Vance would not make the following crass statement Obama made about people in the Rust Belt: “So it’s not surprising then that [people there] get bitter, they cling to their guns or religion or antipathy to people who aren’t like them or anti-immigrant sentiment or anti-trade sentiment as a way to explain their frustrations.”

No, Vance understands that the people in flyover America are good people, decent people, who may believe that the elitists in Washington and cosmopolitan America have deserted them—and they are not “deplorables.”

Nor would Vance articulate a view of himself as Obama did when he became the presumptive nominee of the Democratic Party in 2008: “This is the moment the world has been waiting for…. This is the moment when the rise of the ocean began to slow and our planet began to heal.”

And if elected, I do not expect Vance to say anything close to what Obama said after his 2008 election: “I think that I’m a better speechwriter than my speechwriters. I know more about politics on any particular issue than my policy directors. And I’ll tell you right now that I’m a better political director than my political director.”

Unlike Obama, Vance is not a super egoist. He lifted himself by his bootstraps and worked hard to achieve the American dream.

As for the Republican convention—it was well choreographed.

The words spoken by family members who lost their loved ones in Afghanistan were moving. The words spoken by the victims of New York’s defund the police policies and lax bail laws sent a strong law and order message.

To hear Sean O’Brien, the head of the 1.3 million Teamsters Union, castigating “big business” at a GOP convention, was extraordinary. “Massive companies like Amazon, Uber, Lyft, and Walmart,” he bellowed, “take zero responsibility for the workers they employ. These companies offer no real health insurance, no retirement benefits, no paid leave, relying on undefined public assistance.

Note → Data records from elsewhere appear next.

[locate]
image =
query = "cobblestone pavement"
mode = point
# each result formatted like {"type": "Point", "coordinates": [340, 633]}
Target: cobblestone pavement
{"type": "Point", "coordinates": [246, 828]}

And who foots the bill?  The individual taxpayer.”

O’Brien’s pro-union speech could have been delivered at the 1948 Democratic convention that nominated Harry Truman or at JFK’s 1960 convention.

As for Donald Trump: dodging an assassin’s bullet by a quarter of an inch was remarkable.

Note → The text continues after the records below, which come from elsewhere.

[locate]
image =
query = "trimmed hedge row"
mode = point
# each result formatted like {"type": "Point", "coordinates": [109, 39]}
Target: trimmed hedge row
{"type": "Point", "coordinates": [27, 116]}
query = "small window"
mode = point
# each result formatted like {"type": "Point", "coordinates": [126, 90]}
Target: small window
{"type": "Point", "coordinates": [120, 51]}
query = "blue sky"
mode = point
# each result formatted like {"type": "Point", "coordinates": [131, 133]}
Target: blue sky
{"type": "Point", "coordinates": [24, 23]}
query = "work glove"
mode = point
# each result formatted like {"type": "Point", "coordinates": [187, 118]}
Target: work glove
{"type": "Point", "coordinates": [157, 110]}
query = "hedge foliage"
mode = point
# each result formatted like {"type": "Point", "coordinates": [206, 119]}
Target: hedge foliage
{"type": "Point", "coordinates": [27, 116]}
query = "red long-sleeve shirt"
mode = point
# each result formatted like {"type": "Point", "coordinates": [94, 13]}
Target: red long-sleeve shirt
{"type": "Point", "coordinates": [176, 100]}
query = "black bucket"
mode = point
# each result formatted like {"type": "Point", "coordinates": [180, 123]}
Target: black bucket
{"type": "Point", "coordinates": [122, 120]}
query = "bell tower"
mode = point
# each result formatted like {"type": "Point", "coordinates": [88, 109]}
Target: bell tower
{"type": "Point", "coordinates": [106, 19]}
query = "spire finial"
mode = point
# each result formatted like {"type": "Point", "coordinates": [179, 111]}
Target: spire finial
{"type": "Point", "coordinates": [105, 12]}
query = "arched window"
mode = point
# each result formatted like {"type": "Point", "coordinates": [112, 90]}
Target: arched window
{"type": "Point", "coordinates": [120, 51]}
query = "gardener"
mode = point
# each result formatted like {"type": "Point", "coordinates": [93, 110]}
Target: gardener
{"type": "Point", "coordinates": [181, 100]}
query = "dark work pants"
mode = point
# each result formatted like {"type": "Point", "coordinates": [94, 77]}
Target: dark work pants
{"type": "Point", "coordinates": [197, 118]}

Trump’s brush with death was his “come to Jesus” moment. One can only hope that there is a “New” Trump who campaigns as a unifier and who appeals to the better nature of all Americans.

Trump began his acceptance speech at the convention by taking the high road describing the assassination attempt, and paying tribute to the retired fireman who died and to those who were seriously injured.

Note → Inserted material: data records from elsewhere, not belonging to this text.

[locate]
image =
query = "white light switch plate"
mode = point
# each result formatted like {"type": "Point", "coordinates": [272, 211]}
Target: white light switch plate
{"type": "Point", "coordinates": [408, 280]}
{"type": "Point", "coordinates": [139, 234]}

But later in his 90-minute speech, when he was ad-libbing, he lapsed into the same old accusations and name-calling. That was unfortunate.

At this point in time, the November election is Donald Trump’s to lose. If he forgets the grudges, describes his governing vision for America and curbs his outlandish comments about the heir apparent, Kamala Harris, he may well be the first ex-president since Grover Cleveland in 1893 to regain the office of chief executive.